Every California parent trigger effort thus far has been bankrolled by Parent Revolution, a Los Angeles-based nonprofit founded by former Clinton administration official Ben Austin.
In Adelanto, a tiny desert city about 90 miles northeast of Los Angeles, parent petitioners at Desert Trails Elementary saw their plan rejected three times at the school board level, with district officials citing signature verification and technical problems and several dozen parents requesting to withdraw their initial signatures, through forms called “rescissions.” The petitioners then argued those rescissions were “riddled with fraud.” Ultimately, a San Bernardino County judge ruled the district could not accept withdrawn signatures. The Desert Trails parent union exchanged hugs and tears with school board members after getting a charter school conversion approved in early January.
In the LAUSD, the signature verification process went “very smoothly,” Deasy said.

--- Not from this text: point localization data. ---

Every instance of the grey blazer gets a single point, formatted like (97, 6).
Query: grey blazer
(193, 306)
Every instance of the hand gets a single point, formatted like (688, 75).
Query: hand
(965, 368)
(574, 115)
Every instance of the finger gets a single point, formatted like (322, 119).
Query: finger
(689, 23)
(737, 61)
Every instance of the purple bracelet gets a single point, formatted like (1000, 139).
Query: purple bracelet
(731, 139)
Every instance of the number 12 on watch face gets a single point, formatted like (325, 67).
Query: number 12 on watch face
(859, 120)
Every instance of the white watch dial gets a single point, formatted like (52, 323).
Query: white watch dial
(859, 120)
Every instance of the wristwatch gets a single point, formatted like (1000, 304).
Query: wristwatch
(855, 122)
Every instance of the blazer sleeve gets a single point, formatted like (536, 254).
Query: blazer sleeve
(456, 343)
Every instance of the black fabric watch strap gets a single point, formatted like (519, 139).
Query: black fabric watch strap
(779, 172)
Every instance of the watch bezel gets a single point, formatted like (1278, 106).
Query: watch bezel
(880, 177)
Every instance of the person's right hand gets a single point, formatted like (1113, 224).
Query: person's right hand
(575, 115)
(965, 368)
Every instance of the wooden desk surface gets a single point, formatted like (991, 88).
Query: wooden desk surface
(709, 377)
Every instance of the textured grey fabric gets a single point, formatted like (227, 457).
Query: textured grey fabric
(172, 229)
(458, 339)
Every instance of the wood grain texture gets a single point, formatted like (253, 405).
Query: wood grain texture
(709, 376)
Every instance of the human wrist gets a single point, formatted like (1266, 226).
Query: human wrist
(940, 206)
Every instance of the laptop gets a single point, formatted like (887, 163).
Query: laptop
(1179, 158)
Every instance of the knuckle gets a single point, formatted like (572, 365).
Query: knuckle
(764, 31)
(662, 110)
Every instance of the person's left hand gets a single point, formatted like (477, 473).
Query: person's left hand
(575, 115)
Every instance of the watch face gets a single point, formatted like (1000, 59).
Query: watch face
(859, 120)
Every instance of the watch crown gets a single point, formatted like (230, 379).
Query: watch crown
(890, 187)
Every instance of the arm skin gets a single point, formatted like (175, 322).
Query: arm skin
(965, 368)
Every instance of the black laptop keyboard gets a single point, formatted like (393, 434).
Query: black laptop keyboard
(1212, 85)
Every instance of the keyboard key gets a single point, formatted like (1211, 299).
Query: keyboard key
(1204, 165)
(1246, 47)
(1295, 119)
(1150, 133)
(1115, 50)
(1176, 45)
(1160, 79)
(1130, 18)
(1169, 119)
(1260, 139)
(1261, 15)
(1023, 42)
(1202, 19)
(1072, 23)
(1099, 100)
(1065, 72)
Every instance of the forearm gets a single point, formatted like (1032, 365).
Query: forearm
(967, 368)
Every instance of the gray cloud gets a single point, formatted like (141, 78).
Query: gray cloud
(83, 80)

The parent union estimated it collected enough parent signatures to represent 69 percent of students at the school, which has about 685 students in kindergarten through fifth grade.
The 24th Street petitioners could tell they were going to get the response they wanted when the LAUSD board decided to lump the parent trigger item with some 50 other generally non-controversial items on Tuesday’s consent agenda.
“Having something on consent is not a common event because it’s a signal that everybody agrees with the item moving forward,” Deasy said. “It may have been an understated signal, but it was quite a powerful signal for the LAUSD school board.”
Before the vote, Los Angeles Mayor Antonio Villaraigosa joined about 35 parents and children from 24th Street for a rally at a park near the school. He urged the LAUSD board to approve the plan. Villaraigosa has been a vocal supporter of parent trigger laws, along with the members of the U.S. Conference of Mayors and former Florida Gov. Jeb Bush.
Also on Tuesday, the Coalition for School Reform announced a $1 million contribution from Mayor Michael Bloomberg to help support LAUSD board members who back reforms like more access to charter schools and stricter teacher evaluations.
The 24th Street parent union received eight letters from operators and organizations interested in submitting a school transformation plan. The LAUSD was one of them.
But if the parents choose an outside operator, 24th Street’s teachers — or an equivalent number of other teachers within the LAUSD — could lose their jobs. Deasy would not discuss whether the process could lead to teacher layoffs.
“When we get to that point, we’ll deal with it,” Deasy said. “I don’t want to imagine a concern that may or may not exist.”
The full proposals to transform 24th Street are due by March 8. The parent leadership team will then evaluate each plan and vote on its top choice by April 1.